New Report Shows Late Payments Stifling UK Business Growth
- 09.03.2021 05:05 pm
More than 80% of UK businesses say the future of their company is threatened by late payments, a result of outdated accounts receivable (AR) processes, according to a new report from global payment technology expert BlueSnap.
The new research reveals that current AR practices are impacting cash flow, human resources and talent acquisition, while also being a drain on senior executive time within B2B businesses.
The BlueSnap Progressing Payments Report found that 93% of B2B organisations in the UK experience negative consequences due to their current approaches to AR, with more than a third (37%) unable to forecast cash flow accurately.
On average, a quarter (25%) exceed their payment terms, resulting in 29% of a company’s monthly revenue being tied up in AR. This is such a major issue that 81% of senior decision makers believe that the future of their business is threatened by a lack of cash flow, brought on by overdue invoices.
A major culprit in all of this is the reliance on manual AR processes, with all (100%) of senior decision makers admitting that at least part of their organisation’s practices are not automated. These included faxing (31%) and posting (39%) invoices and accepting payments in cash (11%) and physical cheque (9%).
The use of manual processes not only increases the risk of human error but also demands more time and resource spent managing invoices. On average, senior decision makers estimate that a total of 11 working hours are spent managing a single invoice, with 78% estimating that up to 15 people are involved in this process.
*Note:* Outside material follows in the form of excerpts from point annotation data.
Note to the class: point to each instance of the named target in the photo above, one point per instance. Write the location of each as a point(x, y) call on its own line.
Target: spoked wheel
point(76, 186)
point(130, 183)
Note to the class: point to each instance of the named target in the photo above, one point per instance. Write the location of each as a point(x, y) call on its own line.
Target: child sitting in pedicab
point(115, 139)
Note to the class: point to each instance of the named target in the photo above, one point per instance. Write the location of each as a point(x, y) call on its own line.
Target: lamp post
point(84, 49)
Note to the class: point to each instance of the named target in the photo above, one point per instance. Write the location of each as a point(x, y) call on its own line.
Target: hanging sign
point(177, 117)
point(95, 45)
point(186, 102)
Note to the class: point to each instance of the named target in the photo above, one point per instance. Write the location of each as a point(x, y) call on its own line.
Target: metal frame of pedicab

“The COVID-19 pandemic has opened businesses’ eyes to the until now untold damage of outdated and manual AR processes on cash flow,” said Nikhita Hyett, Managing Director, Europe at BlueSnap. “With the benefits of automating legacy systems now beyond doubt, it’s high time B2B firms overhaul their AR infrastructure to unlock future growth.”
“While many of the businesses we surveyed consider themselves to be on their digital transformation journey, the B2B arena lags significantly behind the B2C market, where payments innovation is not only welcomed but expected, as consumers come to demand greater flexibility and more ways to pay.”
Respondents recognised the need for change – 93% thought they should be investing more in AR automation and payment technologies, with predicted benefits including improved cash flow (34%), better forecasting and planning (31%), and reducing late invoices (25%).
However, they also saw the opportunity for increased growth – 28% believe it would give their organisation the ability to invest and grow, while 24% linked AR automation to winning more business from existing customers.
“Forward-thinking businesses that embrace automation and digitisation in their AR processes will reap the benefits in an increasingly competitive B2B market and a time when cash flow is more important than ever,” Hyett explained. “But this means identifying and overhauling manual touchpoints in the AR journey. It is only by automating these outdated systems and procedures that will enable firms to improve forecasting, reduce costs and reconcile payments more efficiently, as well as free up their teams to focus on higher level tasks that drive business growth.